The Sharaan Nature Reserve has been designed to protect some of the most important and significant natural habitats for conservation of biodiversity in the region. The Reserve will protect and connect areas of extraordinary ecological value and the region’s precious natural balance of biota and desert environment. Additionally, the reserve aims to preserve, restore, and reinforce native vegetation, habitats and fauna and other threatened species of outstanding universal value.
For more information see https://www.rcu.gov.sa/en/fact-sheets/sharaan-nature-reserve/
North Carolina is unique in that one day you can be hiking in the mountains and the next swimming along the coast. It’s diverse landscape means many of its biggest attractions are natural and have little to no effect on the environment, such as hang-gliding at Kitty Hawk or viewing wild horses on the Outer Banks.
That being said, sustainability is an important issue in North Carolina. Recently Visit North Carolina and the N.C. Outdoor Recreation Industry Office announced a new partnership with the Leave No Trace Center for Outdoor Ethics to safeguard outdoor experiences and preserve natural assets for future generations. North Carolina becomes the first coastal state to partner with Leave No Trace, a non-profit dedicated to protecting the outdoors and inspiring people to use it responsibility. The new sustainability campaign will ensure North Carolina is ready to welcome back travellers and engage them in protecting the spaces they crave.

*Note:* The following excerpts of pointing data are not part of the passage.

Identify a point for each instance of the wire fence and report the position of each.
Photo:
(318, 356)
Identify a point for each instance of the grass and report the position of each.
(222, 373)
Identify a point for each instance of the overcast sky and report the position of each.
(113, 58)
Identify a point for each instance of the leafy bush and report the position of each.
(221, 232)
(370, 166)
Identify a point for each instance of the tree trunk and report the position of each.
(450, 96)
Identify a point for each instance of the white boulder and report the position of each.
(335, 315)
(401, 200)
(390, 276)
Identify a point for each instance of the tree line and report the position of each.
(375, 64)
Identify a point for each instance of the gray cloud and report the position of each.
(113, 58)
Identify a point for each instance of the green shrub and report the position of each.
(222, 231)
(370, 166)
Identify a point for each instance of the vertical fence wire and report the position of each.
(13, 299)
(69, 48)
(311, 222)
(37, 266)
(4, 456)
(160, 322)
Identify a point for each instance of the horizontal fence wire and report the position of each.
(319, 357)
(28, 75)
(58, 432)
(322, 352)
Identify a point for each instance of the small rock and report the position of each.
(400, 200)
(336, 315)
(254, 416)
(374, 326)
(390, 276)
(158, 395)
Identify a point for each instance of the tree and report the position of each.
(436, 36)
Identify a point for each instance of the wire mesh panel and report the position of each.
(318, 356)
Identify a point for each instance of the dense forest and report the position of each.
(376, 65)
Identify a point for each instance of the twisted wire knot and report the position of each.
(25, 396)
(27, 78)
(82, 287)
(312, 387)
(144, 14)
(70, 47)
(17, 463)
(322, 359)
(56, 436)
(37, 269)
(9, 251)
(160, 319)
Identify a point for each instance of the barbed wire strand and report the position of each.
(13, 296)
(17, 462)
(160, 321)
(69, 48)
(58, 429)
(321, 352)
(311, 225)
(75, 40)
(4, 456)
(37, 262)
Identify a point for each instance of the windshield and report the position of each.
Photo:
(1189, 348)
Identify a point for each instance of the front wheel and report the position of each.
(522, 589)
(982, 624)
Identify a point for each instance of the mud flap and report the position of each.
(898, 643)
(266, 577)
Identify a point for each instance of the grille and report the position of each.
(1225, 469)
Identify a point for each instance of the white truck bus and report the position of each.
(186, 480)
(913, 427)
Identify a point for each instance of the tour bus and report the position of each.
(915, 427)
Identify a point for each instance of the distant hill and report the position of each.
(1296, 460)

Many businesses are doing their bit already by offering ecofriendly option for their patrons. For example the The Umstead Hotel and Spa grows its own produce and herbs and sources food products from local purveyors; it composts food scraps, recycles hotel-wide, donates unused bath amenities to the Clean the World Foundation, uses hybrid or alternative fuel vehicles to transport guests, and provides charging stations for guests’ electric vehicles, including the Tesla Destination Charging.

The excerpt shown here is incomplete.